Environ deux mois plus tard, je suis sorti.

Je vous donne cette histoire, car les profils Grindr des athlètes olympiques ont de nouveau été exposés. Cette semaine, Insider a rapporté que les utilisateurs de TikTok et Twitter publiaient des photos et des vidéos des profils des Olympiens sur chaque plateforme, à leur insu.

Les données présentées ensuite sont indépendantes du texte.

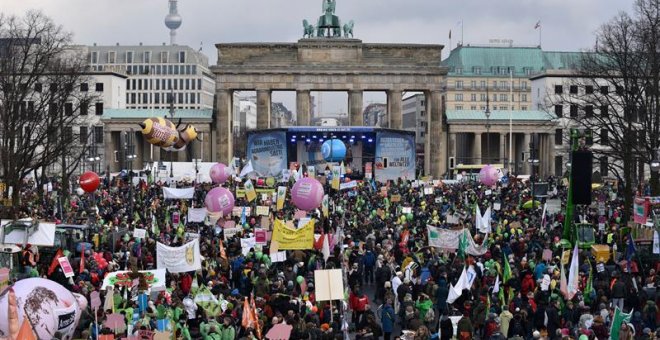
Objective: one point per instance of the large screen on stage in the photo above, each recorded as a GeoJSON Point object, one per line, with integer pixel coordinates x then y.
{"type": "Point", "coordinates": [395, 156]}
{"type": "Point", "coordinates": [267, 152]}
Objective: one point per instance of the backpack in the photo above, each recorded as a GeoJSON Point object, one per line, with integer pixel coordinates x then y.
{"type": "Point", "coordinates": [430, 315]}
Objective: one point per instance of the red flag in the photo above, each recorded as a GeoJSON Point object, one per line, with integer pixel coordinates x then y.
{"type": "Point", "coordinates": [54, 263]}
{"type": "Point", "coordinates": [82, 260]}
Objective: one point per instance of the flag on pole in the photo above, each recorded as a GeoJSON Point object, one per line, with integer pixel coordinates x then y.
{"type": "Point", "coordinates": [506, 271]}
{"type": "Point", "coordinates": [618, 318]}
{"type": "Point", "coordinates": [630, 251]}
{"type": "Point", "coordinates": [573, 274]}
{"type": "Point", "coordinates": [462, 245]}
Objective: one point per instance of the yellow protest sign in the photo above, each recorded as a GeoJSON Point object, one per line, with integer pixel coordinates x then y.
{"type": "Point", "coordinates": [250, 193]}
{"type": "Point", "coordinates": [293, 239]}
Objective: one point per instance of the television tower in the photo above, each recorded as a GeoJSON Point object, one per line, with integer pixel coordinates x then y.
{"type": "Point", "coordinates": [173, 21]}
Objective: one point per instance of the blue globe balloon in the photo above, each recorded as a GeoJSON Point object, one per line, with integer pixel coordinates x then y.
{"type": "Point", "coordinates": [333, 150]}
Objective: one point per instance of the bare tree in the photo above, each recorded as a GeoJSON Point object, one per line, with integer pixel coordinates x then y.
{"type": "Point", "coordinates": [40, 98]}
{"type": "Point", "coordinates": [614, 94]}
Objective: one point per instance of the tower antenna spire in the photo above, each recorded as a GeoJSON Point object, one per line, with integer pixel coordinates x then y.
{"type": "Point", "coordinates": [173, 20]}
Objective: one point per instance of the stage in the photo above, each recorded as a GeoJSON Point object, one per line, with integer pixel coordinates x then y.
{"type": "Point", "coordinates": [382, 154]}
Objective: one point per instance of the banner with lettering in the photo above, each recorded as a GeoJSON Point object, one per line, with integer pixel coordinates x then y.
{"type": "Point", "coordinates": [293, 239]}
{"type": "Point", "coordinates": [179, 259]}
{"type": "Point", "coordinates": [267, 152]}
{"type": "Point", "coordinates": [395, 156]}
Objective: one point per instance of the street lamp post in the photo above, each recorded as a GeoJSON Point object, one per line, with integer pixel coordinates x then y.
{"type": "Point", "coordinates": [487, 135]}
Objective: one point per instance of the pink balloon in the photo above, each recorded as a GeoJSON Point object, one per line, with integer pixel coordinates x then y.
{"type": "Point", "coordinates": [219, 173]}
{"type": "Point", "coordinates": [488, 175]}
{"type": "Point", "coordinates": [307, 194]}
{"type": "Point", "coordinates": [219, 200]}
{"type": "Point", "coordinates": [49, 306]}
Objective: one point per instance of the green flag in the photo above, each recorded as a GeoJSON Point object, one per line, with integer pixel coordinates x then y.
{"type": "Point", "coordinates": [619, 318]}
{"type": "Point", "coordinates": [506, 271]}
{"type": "Point", "coordinates": [462, 245]}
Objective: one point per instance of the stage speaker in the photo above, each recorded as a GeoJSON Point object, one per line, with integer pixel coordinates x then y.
{"type": "Point", "coordinates": [582, 163]}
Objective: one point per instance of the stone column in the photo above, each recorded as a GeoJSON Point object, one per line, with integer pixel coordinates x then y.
{"type": "Point", "coordinates": [223, 126]}
{"type": "Point", "coordinates": [263, 109]}
{"type": "Point", "coordinates": [526, 165]}
{"type": "Point", "coordinates": [476, 148]}
{"type": "Point", "coordinates": [303, 105]}
{"type": "Point", "coordinates": [394, 99]}
{"type": "Point", "coordinates": [109, 149]}
{"type": "Point", "coordinates": [503, 149]}
{"type": "Point", "coordinates": [355, 108]}
{"type": "Point", "coordinates": [437, 146]}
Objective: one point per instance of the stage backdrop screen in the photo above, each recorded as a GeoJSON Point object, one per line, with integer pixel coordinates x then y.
{"type": "Point", "coordinates": [395, 156]}
{"type": "Point", "coordinates": [267, 152]}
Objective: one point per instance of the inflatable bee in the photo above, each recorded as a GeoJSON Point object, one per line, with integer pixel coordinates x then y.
{"type": "Point", "coordinates": [163, 133]}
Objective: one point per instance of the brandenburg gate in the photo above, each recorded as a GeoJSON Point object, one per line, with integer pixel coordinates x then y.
{"type": "Point", "coordinates": [332, 63]}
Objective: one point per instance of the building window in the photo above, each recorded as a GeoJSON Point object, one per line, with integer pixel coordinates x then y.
{"type": "Point", "coordinates": [589, 89]}
{"type": "Point", "coordinates": [604, 166]}
{"type": "Point", "coordinates": [588, 111]}
{"type": "Point", "coordinates": [68, 109]}
{"type": "Point", "coordinates": [590, 138]}
{"type": "Point", "coordinates": [83, 135]}
{"type": "Point", "coordinates": [559, 165]}
{"type": "Point", "coordinates": [559, 111]}
{"type": "Point", "coordinates": [604, 137]}
{"type": "Point", "coordinates": [559, 136]}
{"type": "Point", "coordinates": [98, 134]}
{"type": "Point", "coordinates": [99, 108]}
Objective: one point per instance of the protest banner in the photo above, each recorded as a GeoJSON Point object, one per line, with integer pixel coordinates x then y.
{"type": "Point", "coordinates": [185, 258]}
{"type": "Point", "coordinates": [294, 239]}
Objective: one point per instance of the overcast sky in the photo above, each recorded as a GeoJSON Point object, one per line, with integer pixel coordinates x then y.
{"type": "Point", "coordinates": [567, 25]}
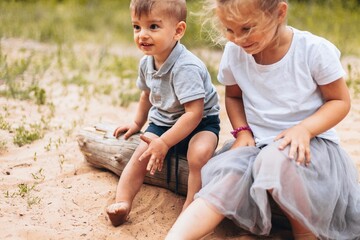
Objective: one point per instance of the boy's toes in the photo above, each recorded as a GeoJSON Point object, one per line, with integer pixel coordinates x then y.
{"type": "Point", "coordinates": [118, 213]}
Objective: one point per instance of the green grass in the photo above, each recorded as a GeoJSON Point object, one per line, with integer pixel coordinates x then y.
{"type": "Point", "coordinates": [108, 22]}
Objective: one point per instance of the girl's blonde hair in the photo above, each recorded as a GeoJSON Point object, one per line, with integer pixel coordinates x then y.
{"type": "Point", "coordinates": [268, 11]}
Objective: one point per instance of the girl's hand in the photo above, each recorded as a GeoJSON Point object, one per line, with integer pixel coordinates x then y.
{"type": "Point", "coordinates": [298, 137]}
{"type": "Point", "coordinates": [156, 151]}
{"type": "Point", "coordinates": [244, 138]}
{"type": "Point", "coordinates": [127, 129]}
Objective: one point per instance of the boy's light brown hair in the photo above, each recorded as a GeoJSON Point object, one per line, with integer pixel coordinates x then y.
{"type": "Point", "coordinates": [173, 8]}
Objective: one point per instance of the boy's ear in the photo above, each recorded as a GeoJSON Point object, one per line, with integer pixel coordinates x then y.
{"type": "Point", "coordinates": [180, 30]}
{"type": "Point", "coordinates": [283, 7]}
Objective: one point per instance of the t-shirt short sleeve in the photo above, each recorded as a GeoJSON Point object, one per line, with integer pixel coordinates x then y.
{"type": "Point", "coordinates": [326, 65]}
{"type": "Point", "coordinates": [225, 75]}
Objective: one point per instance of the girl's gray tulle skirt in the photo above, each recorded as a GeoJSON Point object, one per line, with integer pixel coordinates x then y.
{"type": "Point", "coordinates": [325, 196]}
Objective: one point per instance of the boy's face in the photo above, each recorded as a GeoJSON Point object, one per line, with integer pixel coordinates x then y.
{"type": "Point", "coordinates": [155, 34]}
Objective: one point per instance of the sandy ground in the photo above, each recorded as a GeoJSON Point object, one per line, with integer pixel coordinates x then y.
{"type": "Point", "coordinates": [48, 191]}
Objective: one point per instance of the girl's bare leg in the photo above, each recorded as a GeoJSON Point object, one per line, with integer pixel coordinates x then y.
{"type": "Point", "coordinates": [129, 185]}
{"type": "Point", "coordinates": [201, 149]}
{"type": "Point", "coordinates": [196, 221]}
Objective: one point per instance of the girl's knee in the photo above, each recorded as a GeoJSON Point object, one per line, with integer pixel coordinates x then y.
{"type": "Point", "coordinates": [270, 156]}
{"type": "Point", "coordinates": [199, 156]}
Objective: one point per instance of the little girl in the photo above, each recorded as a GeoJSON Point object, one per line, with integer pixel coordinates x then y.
{"type": "Point", "coordinates": [285, 92]}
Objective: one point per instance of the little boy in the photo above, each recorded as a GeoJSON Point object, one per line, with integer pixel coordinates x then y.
{"type": "Point", "coordinates": [177, 98]}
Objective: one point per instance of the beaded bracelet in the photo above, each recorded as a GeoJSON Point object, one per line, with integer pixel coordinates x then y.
{"type": "Point", "coordinates": [239, 129]}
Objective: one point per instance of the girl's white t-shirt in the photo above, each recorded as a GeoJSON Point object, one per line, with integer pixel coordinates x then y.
{"type": "Point", "coordinates": [280, 95]}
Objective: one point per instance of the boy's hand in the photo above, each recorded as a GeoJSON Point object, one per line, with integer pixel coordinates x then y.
{"type": "Point", "coordinates": [156, 151]}
{"type": "Point", "coordinates": [298, 137]}
{"type": "Point", "coordinates": [128, 129]}
{"type": "Point", "coordinates": [244, 138]}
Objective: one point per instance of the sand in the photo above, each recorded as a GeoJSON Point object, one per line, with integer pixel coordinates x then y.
{"type": "Point", "coordinates": [48, 191]}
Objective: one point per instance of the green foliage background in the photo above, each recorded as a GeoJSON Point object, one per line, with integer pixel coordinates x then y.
{"type": "Point", "coordinates": [107, 22]}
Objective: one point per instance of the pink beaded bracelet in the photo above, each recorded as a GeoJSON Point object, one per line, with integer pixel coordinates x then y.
{"type": "Point", "coordinates": [239, 129]}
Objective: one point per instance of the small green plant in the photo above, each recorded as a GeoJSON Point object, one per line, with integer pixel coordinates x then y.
{"type": "Point", "coordinates": [4, 125]}
{"type": "Point", "coordinates": [39, 175]}
{"type": "Point", "coordinates": [3, 146]}
{"type": "Point", "coordinates": [24, 190]}
{"type": "Point", "coordinates": [26, 136]}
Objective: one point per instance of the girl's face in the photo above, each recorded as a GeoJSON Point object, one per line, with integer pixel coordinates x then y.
{"type": "Point", "coordinates": [250, 28]}
{"type": "Point", "coordinates": [155, 33]}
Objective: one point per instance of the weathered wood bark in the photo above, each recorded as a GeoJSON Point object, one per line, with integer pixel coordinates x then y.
{"type": "Point", "coordinates": [102, 150]}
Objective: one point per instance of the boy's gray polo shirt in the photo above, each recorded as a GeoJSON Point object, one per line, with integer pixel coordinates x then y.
{"type": "Point", "coordinates": [181, 79]}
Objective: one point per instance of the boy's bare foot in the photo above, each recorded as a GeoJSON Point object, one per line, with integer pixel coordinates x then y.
{"type": "Point", "coordinates": [118, 213]}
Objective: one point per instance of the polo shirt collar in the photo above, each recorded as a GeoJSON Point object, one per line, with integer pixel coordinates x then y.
{"type": "Point", "coordinates": [169, 62]}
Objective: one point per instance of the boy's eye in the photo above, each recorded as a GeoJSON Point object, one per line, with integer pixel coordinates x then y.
{"type": "Point", "coordinates": [154, 26]}
{"type": "Point", "coordinates": [228, 30]}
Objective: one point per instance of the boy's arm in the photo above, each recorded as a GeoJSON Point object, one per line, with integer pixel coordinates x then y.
{"type": "Point", "coordinates": [182, 128]}
{"type": "Point", "coordinates": [140, 117]}
{"type": "Point", "coordinates": [236, 113]}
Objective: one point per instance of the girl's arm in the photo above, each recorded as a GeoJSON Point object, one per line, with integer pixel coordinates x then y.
{"type": "Point", "coordinates": [336, 107]}
{"type": "Point", "coordinates": [236, 113]}
{"type": "Point", "coordinates": [181, 129]}
{"type": "Point", "coordinates": [140, 117]}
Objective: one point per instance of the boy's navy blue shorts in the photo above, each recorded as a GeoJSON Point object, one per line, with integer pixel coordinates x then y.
{"type": "Point", "coordinates": [209, 123]}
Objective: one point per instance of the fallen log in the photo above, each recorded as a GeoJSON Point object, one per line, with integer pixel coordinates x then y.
{"type": "Point", "coordinates": [104, 151]}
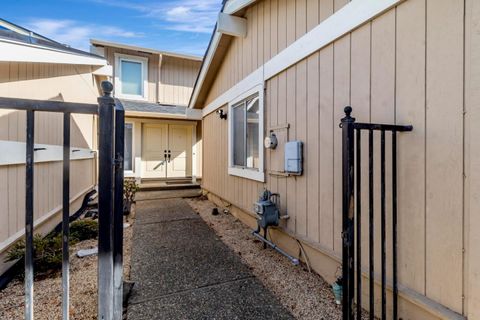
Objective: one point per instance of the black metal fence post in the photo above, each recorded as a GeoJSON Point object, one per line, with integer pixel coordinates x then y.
{"type": "Point", "coordinates": [105, 203]}
{"type": "Point", "coordinates": [29, 223]}
{"type": "Point", "coordinates": [348, 249]}
{"type": "Point", "coordinates": [118, 211]}
{"type": "Point", "coordinates": [349, 127]}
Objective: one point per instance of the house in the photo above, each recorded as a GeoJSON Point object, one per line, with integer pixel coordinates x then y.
{"type": "Point", "coordinates": [163, 136]}
{"type": "Point", "coordinates": [35, 67]}
{"type": "Point", "coordinates": [289, 68]}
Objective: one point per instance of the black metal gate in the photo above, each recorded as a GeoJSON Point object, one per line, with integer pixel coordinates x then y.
{"type": "Point", "coordinates": [352, 173]}
{"type": "Point", "coordinates": [110, 197]}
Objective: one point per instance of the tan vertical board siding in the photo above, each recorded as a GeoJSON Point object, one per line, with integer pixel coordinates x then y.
{"type": "Point", "coordinates": [404, 67]}
{"type": "Point", "coordinates": [291, 195]}
{"type": "Point", "coordinates": [301, 118]}
{"type": "Point", "coordinates": [341, 96]}
{"type": "Point", "coordinates": [313, 129]}
{"type": "Point", "coordinates": [177, 77]}
{"type": "Point", "coordinates": [360, 99]}
{"type": "Point", "coordinates": [282, 136]}
{"type": "Point", "coordinates": [444, 160]}
{"type": "Point", "coordinates": [325, 142]}
{"type": "Point", "coordinates": [383, 111]}
{"type": "Point", "coordinates": [472, 69]}
{"type": "Point", "coordinates": [410, 109]}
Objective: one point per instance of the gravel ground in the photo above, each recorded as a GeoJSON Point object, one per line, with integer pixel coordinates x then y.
{"type": "Point", "coordinates": [306, 295]}
{"type": "Point", "coordinates": [47, 292]}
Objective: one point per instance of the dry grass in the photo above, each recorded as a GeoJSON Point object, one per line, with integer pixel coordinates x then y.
{"type": "Point", "coordinates": [306, 295]}
{"type": "Point", "coordinates": [48, 292]}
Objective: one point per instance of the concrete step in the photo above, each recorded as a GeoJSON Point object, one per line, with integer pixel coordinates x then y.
{"type": "Point", "coordinates": [166, 185]}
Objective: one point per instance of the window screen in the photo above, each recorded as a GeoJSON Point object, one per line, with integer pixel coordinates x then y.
{"type": "Point", "coordinates": [132, 79]}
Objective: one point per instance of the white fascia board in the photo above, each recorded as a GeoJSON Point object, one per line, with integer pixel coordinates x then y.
{"type": "Point", "coordinates": [345, 20]}
{"type": "Point", "coordinates": [96, 43]}
{"type": "Point", "coordinates": [194, 114]}
{"type": "Point", "coordinates": [11, 51]}
{"type": "Point", "coordinates": [206, 66]}
{"type": "Point", "coordinates": [14, 153]}
{"type": "Point", "coordinates": [233, 6]}
{"type": "Point", "coordinates": [231, 25]}
{"type": "Point", "coordinates": [251, 81]}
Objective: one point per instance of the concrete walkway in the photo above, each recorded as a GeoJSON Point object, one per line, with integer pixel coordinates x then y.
{"type": "Point", "coordinates": [182, 270]}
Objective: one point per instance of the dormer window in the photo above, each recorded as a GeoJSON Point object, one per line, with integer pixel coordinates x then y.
{"type": "Point", "coordinates": [131, 78]}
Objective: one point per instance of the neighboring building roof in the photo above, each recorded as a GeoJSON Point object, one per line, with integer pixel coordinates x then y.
{"type": "Point", "coordinates": [102, 43]}
{"type": "Point", "coordinates": [216, 50]}
{"type": "Point", "coordinates": [23, 45]}
{"type": "Point", "coordinates": [139, 108]}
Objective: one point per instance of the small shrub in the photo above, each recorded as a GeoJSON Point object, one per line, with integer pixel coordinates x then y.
{"type": "Point", "coordinates": [47, 254]}
{"type": "Point", "coordinates": [81, 230]}
{"type": "Point", "coordinates": [130, 188]}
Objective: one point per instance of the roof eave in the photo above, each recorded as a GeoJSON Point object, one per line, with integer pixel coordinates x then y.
{"type": "Point", "coordinates": [96, 42]}
{"type": "Point", "coordinates": [230, 7]}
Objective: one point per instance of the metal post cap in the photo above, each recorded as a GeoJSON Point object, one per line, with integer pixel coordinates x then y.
{"type": "Point", "coordinates": [107, 88]}
{"type": "Point", "coordinates": [348, 110]}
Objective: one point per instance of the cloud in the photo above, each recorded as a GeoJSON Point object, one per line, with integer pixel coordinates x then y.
{"type": "Point", "coordinates": [197, 16]}
{"type": "Point", "coordinates": [75, 33]}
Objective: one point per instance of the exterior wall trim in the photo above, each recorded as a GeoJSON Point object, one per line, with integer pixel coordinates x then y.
{"type": "Point", "coordinates": [14, 153]}
{"type": "Point", "coordinates": [245, 172]}
{"type": "Point", "coordinates": [345, 20]}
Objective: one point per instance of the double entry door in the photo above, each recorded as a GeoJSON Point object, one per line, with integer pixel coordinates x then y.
{"type": "Point", "coordinates": [167, 151]}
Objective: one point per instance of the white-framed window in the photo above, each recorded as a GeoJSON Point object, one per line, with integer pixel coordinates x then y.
{"type": "Point", "coordinates": [131, 77]}
{"type": "Point", "coordinates": [128, 152]}
{"type": "Point", "coordinates": [245, 131]}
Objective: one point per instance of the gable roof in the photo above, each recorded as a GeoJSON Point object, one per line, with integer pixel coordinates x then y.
{"type": "Point", "coordinates": [23, 45]}
{"type": "Point", "coordinates": [102, 43]}
{"type": "Point", "coordinates": [216, 50]}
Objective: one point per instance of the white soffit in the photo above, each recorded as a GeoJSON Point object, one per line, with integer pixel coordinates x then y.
{"type": "Point", "coordinates": [18, 52]}
{"type": "Point", "coordinates": [231, 25]}
{"type": "Point", "coordinates": [345, 20]}
{"type": "Point", "coordinates": [233, 6]}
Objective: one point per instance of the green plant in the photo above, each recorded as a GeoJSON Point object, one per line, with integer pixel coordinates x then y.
{"type": "Point", "coordinates": [130, 188]}
{"type": "Point", "coordinates": [84, 229]}
{"type": "Point", "coordinates": [47, 251]}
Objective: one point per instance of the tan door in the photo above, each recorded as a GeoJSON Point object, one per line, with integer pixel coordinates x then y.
{"type": "Point", "coordinates": [155, 146]}
{"type": "Point", "coordinates": [180, 151]}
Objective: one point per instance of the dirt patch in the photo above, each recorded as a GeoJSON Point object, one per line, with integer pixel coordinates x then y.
{"type": "Point", "coordinates": [306, 295]}
{"type": "Point", "coordinates": [48, 292]}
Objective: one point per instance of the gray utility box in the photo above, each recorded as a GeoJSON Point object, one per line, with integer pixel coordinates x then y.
{"type": "Point", "coordinates": [294, 157]}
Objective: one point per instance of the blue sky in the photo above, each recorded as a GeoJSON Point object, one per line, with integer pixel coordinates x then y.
{"type": "Point", "coordinates": [181, 26]}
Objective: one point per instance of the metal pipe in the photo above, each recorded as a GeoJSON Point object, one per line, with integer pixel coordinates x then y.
{"type": "Point", "coordinates": [275, 247]}
{"type": "Point", "coordinates": [29, 194]}
{"type": "Point", "coordinates": [66, 218]}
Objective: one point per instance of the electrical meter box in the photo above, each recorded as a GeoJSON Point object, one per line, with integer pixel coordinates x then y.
{"type": "Point", "coordinates": [294, 157]}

La révélation remonte aux sorties laides des Jeux de Rio 2016, lorsqu’un écrivain hétéro du Daily Beast a utilisé Grindr pour sortir des athlètes homosexuels de pays homophobes.

Tout comme cet écrivain, beaucoup de ces utilisateurs semblent être dangereusement ignorants. Un capitaine de vidéo sur TikTok a lu ce qui suit : « J’ai utilisé la fonction d’exploration de Grindr pour me retrouver avec mon petit ami olympien. »

Le message a révélé plus de 30 visages pleins de l’intérieur du village olympique. Il a été visionné plus de 140 000 fois, selon Insider.

« Ces personnes enfreignent les conditions d’utilisation de Grindr qui leur interdisent d’afficher, de publier ou de distribuer publiquement tout contenu ou information faisant partie des services de Grindr », a déclaré un porte-parole de Grindr.

Nous savons pourquoi il est dangereux d’exclure les athlètes LGBTQ. De nombreux pays restent hostiles aux personnes LGBTQ et publier publiquement leurs profils pourrait menacer leur sécurité. Même le Japon ne parvient toujours pas à protéger légalement les personnes LGBTQ ou à autoriser le mariage homosexuel.

En 2016, le nageur gay tongien Amini Fonua a expliqué à quel point cette pratique honteuse peut être nocive.

En plus de mettre en danger les personnes LGBTQ, le partage de profils Grindr sur d’autres plateformes de médias sociaux publics est profondément dérangeant. Pour certains, ces applications sont le seul endroit où ils peuvent s’exprimer ou rencontrer quelqu’un comme eux.

« Le gros problème est qu’en tant que société, nous n’avons pas créé suffisamment d’espaces sûrs pour que les jeunes LGBTQ explorent leur genre et leur sexualité », m’a dit l’année dernière Jack Turban, chercheur LGBTQ.

J’entends déjà les réponses cyniques : « Rien sur Internet n’est privé. Pourquoi vous attendez-vous à ce que Grindr soit différent ? »

C’est un point juste, mais je ne sais pas — il y a une sorte de code non écrit. Même en tant que personne très publique, ce serait mortifiant si je voyais mon profil Grindr publié sur Twitter. J’ai des photos torse nu et la liste de mon statut VIH, y compris la dernière fois que j’ai subi un test de dépistage.

Rien de tout cela n’est embarrassant en soi, mais aussi, ce n’est pas l’affaire de tout le monde. Les hommes gais recherchent des dates et des connexions sur les applications. Il y a une attente de confidentialité qui accompagne ce genre de conversations.

Et il a été brisé pour tous les athlètes olympiques sortis.

Il s’agit des Jeux olympiques les plus gais jamais enregistrés, avec plus de 170 athlètes en compétition. C’est un chiffre incroyable qui illustre le chemin parcouru.

Mais des histoires comme celles-ci nous rappellent tous les défis qui nous attendent.